El hombre se detuvo, bajó la mirada
hacia el atril y se secó las lágrimas con un pañuelo de papel. Al poco siguió leyendo
y hablando por el micro:
―Después lo maquillo, el maquillaje de
un difunto no se ha de ver, ha de ser natural, lo más parecido a la vida. Uso
la mejor crema: Tanatos Plus, mejor que la de los teatros,
resiste los tres grados de la cámara. Peinarlo como él lo hacía, si frotas su
cabello, se seca, pues ellos también vivieron y sus almas me observan mientras
les acicalo y merecen todo mi esmero. Tenemos corazón, tenemos familia, tenemos
sentimientos, nos queremos, apreciemos la vida. Es mi trabajo. El contacto
diario con los muertos me hace valorar más la vida, los grandes detalles de la
vida. Cuando llegamos a este mundo somos inexpertos y mientras unos empiezan a
vivir otros empiezan a morir. Siempre trato el cuerpo con cariño, que esto es
ser buen profesional, tratarlo bien, tanto si está vivo como muerto. Podemos
preparar cinco, diez, al día, depende, el trabajo es relativo, papá me decía
que tengo que ser yo, que tengo que estar cerca de mi corazón, permanentemente.

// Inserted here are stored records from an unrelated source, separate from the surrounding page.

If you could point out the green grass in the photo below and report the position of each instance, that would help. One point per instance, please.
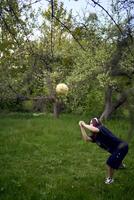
(42, 158)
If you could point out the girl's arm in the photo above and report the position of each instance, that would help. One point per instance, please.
(85, 137)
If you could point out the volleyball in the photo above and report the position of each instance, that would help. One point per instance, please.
(62, 89)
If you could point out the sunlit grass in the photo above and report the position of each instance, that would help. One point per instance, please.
(42, 158)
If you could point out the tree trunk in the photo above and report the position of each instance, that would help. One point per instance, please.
(108, 104)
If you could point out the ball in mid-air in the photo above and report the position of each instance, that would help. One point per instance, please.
(62, 89)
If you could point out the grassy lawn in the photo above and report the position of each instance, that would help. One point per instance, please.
(42, 158)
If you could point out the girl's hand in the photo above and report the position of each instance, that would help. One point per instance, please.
(81, 123)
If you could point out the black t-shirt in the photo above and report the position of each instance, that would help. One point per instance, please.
(105, 139)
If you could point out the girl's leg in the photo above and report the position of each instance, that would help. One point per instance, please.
(110, 171)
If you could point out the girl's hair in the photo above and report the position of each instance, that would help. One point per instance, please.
(95, 121)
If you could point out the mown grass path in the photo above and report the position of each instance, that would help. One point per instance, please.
(42, 158)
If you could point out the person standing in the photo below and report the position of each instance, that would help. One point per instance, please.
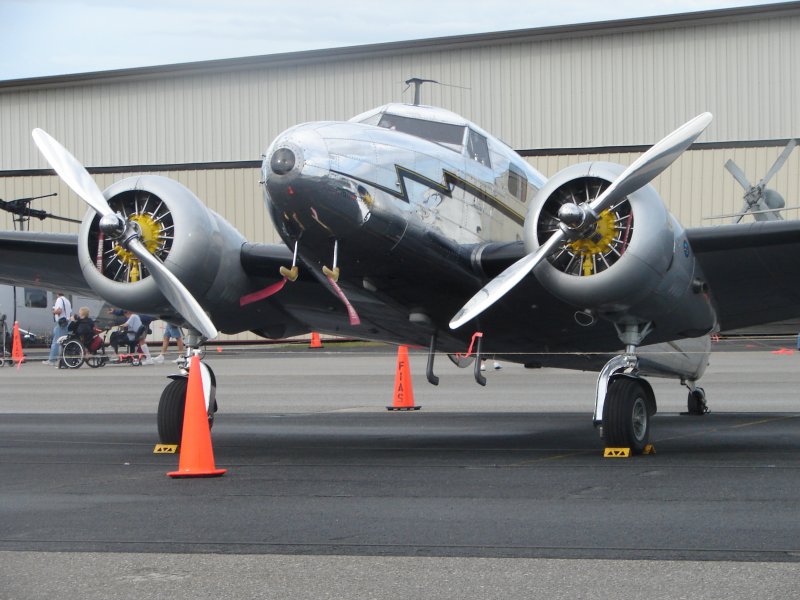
(62, 313)
(137, 333)
(170, 331)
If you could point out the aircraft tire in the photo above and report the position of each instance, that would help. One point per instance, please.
(170, 411)
(626, 420)
(696, 402)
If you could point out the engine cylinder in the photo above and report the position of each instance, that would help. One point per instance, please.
(175, 226)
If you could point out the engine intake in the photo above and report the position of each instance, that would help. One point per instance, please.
(175, 226)
(634, 263)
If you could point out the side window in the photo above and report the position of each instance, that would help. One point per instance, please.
(35, 298)
(517, 183)
(478, 149)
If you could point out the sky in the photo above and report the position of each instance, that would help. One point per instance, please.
(55, 37)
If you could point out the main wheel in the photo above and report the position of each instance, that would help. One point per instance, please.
(72, 354)
(171, 408)
(170, 412)
(626, 421)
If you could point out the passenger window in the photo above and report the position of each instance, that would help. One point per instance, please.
(35, 298)
(517, 184)
(448, 135)
(478, 149)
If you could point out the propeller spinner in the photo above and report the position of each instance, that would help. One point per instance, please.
(579, 220)
(125, 231)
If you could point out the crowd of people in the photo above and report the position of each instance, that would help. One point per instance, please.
(130, 337)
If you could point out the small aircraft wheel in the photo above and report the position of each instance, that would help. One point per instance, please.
(72, 354)
(626, 421)
(696, 402)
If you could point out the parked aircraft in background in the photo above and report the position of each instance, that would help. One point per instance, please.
(411, 224)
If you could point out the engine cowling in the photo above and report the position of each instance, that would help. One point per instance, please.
(193, 242)
(635, 266)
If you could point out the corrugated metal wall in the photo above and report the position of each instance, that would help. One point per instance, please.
(591, 88)
(607, 89)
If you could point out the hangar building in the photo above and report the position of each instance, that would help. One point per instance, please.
(558, 95)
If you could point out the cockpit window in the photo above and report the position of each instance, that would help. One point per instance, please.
(450, 136)
(478, 148)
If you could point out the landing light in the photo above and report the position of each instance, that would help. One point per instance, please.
(282, 161)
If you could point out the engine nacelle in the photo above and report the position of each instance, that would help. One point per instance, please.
(193, 242)
(636, 266)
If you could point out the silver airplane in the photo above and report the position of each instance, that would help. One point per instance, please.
(409, 224)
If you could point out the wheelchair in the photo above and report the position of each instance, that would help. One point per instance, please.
(74, 353)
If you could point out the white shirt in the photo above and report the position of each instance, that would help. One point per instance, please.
(65, 306)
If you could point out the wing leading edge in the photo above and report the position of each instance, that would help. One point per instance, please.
(36, 259)
(752, 270)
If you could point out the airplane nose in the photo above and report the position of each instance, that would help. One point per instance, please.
(305, 186)
(283, 160)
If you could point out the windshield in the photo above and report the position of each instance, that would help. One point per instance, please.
(446, 134)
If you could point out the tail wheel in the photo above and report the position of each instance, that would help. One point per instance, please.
(151, 216)
(609, 239)
(626, 420)
(72, 354)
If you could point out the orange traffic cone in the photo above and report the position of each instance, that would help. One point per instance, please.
(16, 347)
(403, 390)
(315, 341)
(197, 456)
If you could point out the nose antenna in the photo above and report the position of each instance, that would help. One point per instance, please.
(417, 85)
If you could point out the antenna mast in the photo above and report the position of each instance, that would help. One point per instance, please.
(417, 85)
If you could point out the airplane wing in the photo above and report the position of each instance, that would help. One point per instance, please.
(752, 270)
(37, 259)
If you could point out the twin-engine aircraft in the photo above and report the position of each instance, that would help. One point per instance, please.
(410, 224)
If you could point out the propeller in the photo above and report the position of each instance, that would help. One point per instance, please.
(757, 196)
(126, 231)
(578, 220)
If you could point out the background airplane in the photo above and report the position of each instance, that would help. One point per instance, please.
(394, 220)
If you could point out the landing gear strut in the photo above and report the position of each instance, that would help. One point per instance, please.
(172, 404)
(624, 401)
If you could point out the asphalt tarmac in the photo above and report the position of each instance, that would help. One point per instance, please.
(495, 492)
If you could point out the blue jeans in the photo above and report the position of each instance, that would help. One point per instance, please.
(58, 331)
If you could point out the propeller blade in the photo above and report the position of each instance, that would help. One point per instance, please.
(78, 179)
(500, 285)
(71, 171)
(643, 170)
(738, 174)
(176, 293)
(652, 163)
(779, 162)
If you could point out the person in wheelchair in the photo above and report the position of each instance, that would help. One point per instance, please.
(82, 342)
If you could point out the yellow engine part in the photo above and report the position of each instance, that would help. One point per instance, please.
(600, 242)
(151, 238)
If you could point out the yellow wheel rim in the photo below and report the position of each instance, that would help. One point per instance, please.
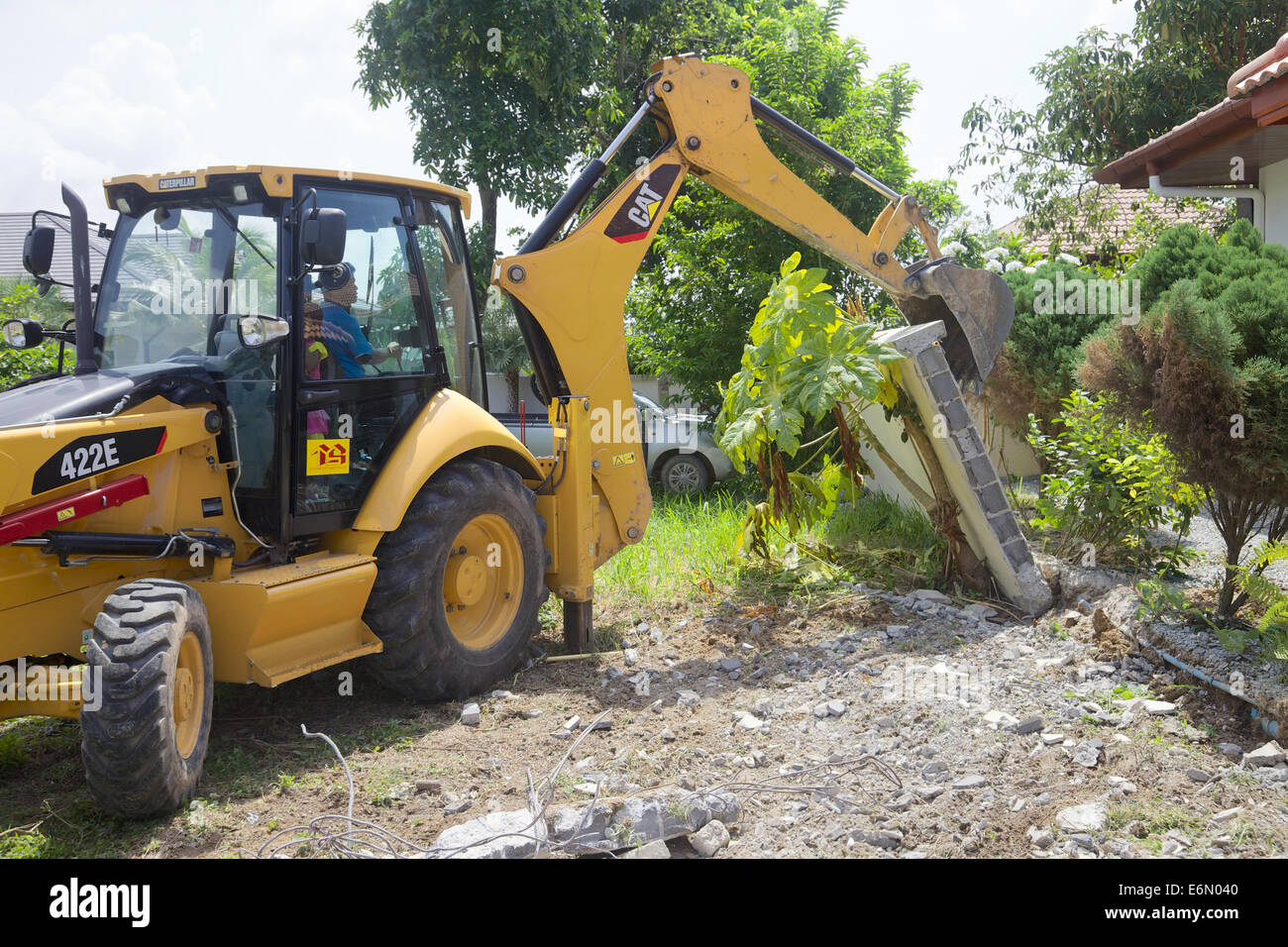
(483, 581)
(189, 694)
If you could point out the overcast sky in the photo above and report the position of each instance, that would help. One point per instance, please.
(91, 89)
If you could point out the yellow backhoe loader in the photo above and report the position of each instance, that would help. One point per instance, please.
(273, 453)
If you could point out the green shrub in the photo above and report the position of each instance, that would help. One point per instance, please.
(1037, 367)
(1112, 483)
(1209, 365)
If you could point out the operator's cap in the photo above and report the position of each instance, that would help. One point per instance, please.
(335, 277)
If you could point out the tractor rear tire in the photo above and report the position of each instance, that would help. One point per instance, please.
(145, 731)
(459, 583)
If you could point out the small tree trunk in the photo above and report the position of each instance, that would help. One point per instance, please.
(511, 386)
(487, 206)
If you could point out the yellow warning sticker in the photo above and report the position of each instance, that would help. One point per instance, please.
(327, 457)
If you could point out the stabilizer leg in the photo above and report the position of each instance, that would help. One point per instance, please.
(579, 626)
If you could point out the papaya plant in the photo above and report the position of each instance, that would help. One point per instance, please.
(806, 361)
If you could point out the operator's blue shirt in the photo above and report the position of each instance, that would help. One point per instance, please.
(347, 352)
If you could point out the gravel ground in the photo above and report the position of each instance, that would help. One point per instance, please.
(876, 724)
(1207, 540)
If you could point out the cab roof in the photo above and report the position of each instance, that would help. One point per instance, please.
(278, 180)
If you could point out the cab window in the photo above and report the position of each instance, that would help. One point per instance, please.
(451, 296)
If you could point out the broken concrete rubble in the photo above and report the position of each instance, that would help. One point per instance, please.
(606, 825)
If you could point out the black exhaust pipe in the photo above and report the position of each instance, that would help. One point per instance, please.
(85, 361)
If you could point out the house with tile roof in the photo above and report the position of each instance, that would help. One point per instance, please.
(1113, 221)
(1235, 150)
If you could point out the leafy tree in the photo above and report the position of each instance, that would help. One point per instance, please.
(497, 90)
(1210, 365)
(1037, 367)
(810, 363)
(806, 361)
(506, 352)
(1107, 94)
(506, 95)
(1113, 483)
(713, 260)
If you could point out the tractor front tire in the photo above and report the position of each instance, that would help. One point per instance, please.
(459, 583)
(146, 727)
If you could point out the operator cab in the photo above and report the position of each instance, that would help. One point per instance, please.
(326, 308)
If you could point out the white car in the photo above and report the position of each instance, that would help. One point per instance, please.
(679, 450)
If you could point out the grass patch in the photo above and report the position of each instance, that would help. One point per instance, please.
(879, 539)
(690, 552)
(687, 552)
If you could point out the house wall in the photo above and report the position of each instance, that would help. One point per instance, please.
(1274, 185)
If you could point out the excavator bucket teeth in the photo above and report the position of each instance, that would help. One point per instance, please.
(975, 305)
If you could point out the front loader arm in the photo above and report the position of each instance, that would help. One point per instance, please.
(570, 295)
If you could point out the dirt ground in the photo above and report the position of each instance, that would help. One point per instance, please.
(809, 715)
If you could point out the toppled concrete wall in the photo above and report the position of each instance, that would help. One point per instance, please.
(986, 515)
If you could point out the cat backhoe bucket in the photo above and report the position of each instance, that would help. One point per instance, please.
(975, 305)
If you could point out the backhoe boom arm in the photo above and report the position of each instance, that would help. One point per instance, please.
(570, 294)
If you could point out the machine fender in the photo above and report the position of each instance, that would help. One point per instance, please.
(449, 427)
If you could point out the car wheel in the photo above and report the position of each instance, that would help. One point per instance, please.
(684, 474)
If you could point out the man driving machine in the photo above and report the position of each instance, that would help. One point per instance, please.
(349, 346)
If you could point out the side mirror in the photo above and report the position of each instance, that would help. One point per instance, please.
(258, 331)
(322, 237)
(38, 250)
(24, 334)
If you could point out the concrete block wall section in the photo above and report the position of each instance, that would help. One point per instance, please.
(983, 500)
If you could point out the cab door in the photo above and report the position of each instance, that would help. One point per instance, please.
(366, 356)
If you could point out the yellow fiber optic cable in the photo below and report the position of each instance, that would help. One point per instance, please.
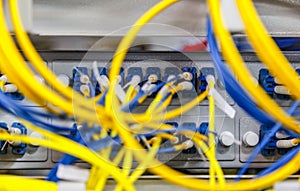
(268, 51)
(142, 167)
(234, 59)
(172, 175)
(129, 93)
(16, 183)
(211, 136)
(37, 61)
(125, 44)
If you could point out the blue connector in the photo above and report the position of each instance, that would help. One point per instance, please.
(15, 96)
(193, 128)
(170, 71)
(132, 71)
(193, 71)
(202, 79)
(77, 72)
(203, 129)
(270, 148)
(267, 81)
(20, 149)
(102, 71)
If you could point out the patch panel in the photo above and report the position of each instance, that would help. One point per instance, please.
(134, 71)
(202, 79)
(272, 147)
(272, 86)
(242, 128)
(190, 74)
(251, 133)
(80, 78)
(101, 71)
(17, 155)
(18, 148)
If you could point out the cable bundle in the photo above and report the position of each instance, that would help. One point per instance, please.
(105, 121)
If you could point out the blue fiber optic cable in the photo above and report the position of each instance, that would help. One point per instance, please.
(281, 162)
(15, 109)
(232, 86)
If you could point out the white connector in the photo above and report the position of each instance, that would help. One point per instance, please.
(290, 185)
(174, 140)
(64, 79)
(281, 135)
(282, 90)
(14, 131)
(72, 173)
(135, 80)
(84, 89)
(70, 186)
(4, 79)
(39, 79)
(188, 144)
(187, 76)
(153, 78)
(186, 85)
(84, 79)
(284, 144)
(231, 16)
(210, 78)
(10, 88)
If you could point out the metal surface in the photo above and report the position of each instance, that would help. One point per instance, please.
(230, 158)
(113, 17)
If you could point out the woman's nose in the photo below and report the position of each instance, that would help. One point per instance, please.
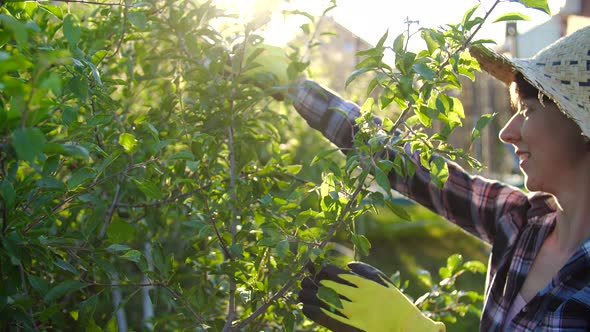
(511, 131)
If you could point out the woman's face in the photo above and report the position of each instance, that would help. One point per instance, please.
(550, 146)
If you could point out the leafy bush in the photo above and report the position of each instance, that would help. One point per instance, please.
(146, 182)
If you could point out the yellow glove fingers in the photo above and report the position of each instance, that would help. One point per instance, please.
(339, 318)
(350, 292)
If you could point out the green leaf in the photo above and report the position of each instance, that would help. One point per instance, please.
(132, 255)
(439, 171)
(483, 121)
(387, 124)
(423, 70)
(330, 296)
(71, 29)
(182, 155)
(54, 10)
(149, 188)
(513, 16)
(541, 5)
(65, 266)
(39, 284)
(18, 29)
(425, 277)
(128, 142)
(138, 19)
(64, 288)
(80, 176)
(361, 243)
(468, 14)
(453, 262)
(398, 43)
(398, 210)
(293, 169)
(117, 247)
(475, 266)
(120, 231)
(382, 180)
(8, 194)
(28, 143)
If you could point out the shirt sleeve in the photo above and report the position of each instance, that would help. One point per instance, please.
(488, 209)
(325, 111)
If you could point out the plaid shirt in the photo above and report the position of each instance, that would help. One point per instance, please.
(514, 223)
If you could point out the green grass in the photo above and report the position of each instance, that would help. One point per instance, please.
(424, 243)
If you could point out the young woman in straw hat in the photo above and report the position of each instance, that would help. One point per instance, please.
(539, 269)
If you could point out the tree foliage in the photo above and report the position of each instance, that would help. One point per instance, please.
(140, 167)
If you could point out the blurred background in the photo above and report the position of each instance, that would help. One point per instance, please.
(424, 243)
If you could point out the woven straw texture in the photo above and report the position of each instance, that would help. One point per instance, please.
(561, 71)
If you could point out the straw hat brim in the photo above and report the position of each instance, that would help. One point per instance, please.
(561, 71)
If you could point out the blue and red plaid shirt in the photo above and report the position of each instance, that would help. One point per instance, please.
(513, 222)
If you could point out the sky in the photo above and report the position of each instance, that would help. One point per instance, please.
(370, 19)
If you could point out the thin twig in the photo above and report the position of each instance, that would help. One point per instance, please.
(231, 312)
(110, 4)
(341, 218)
(26, 294)
(83, 191)
(224, 247)
(109, 215)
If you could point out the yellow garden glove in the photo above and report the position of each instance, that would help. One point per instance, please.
(370, 302)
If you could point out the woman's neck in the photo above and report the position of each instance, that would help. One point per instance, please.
(573, 215)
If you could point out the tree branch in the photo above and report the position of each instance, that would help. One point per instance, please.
(110, 4)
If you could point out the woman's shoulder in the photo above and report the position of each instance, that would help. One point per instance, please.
(541, 203)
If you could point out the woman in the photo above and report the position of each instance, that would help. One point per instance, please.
(539, 269)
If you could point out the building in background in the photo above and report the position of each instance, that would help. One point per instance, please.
(335, 59)
(487, 95)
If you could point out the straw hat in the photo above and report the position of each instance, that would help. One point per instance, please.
(561, 71)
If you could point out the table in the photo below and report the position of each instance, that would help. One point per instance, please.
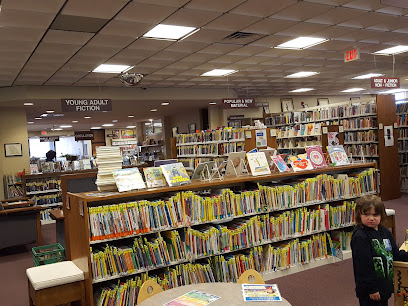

Al hombre se le quebró la voz de nuevo e
hizo una pausa para aclararse la garganta. Señalando el féretro ovalado que
estaba a su derecha prosiguió:
―Tanto
da lo que uno tenga, queridos, todos somos iguales. Aquí, en el laboratorio
entran ricos, pobres, mediocres y de todos los estratos, todos pasan por la
sala de maquillaje y salen por la misma puerta. Ahí cae la vanidad y el
orgullo, aquí termina todo. Cuidar a los hijos a cada instante, en menos de
cinco minutos un descuido puede ser fatal. Preparar un niño es lo más triste
que he tenido que hacer, creedme… Peor que la frialdad de un cadáver es la
indiferencia. Y valorar la vida y estar con la familia, es lo más importante.
Calló unos segundos como queriendo dar
peso a sus últimas palabras… El numeroso grupo de amigos y familia presentes en
la sala le miraban consternados guardando la distancia de seguridad por el
Covid y cubriéndose la boca y nariz con mascarillas negras.
El hombre ladeó la cabeza en dirección al
ataúd, lo miró detenidamente y con respeto, tenía los ojos como uvas de rocío. Con
voz temblorosa les dijo:
―Esta mañana he preparado a papá, me ha
llevado más de una hora, su rostro reluce serenidad y paz, podéis verlo, como
si siguiera entre nosotros. He hecho un gran trabajo, papá, gracias a ti,
espero que te guste.
Y
dirigiéndose al auditorio terminó balbuceando:
―Nuestro duelo será, queridos, mucho más llevadero.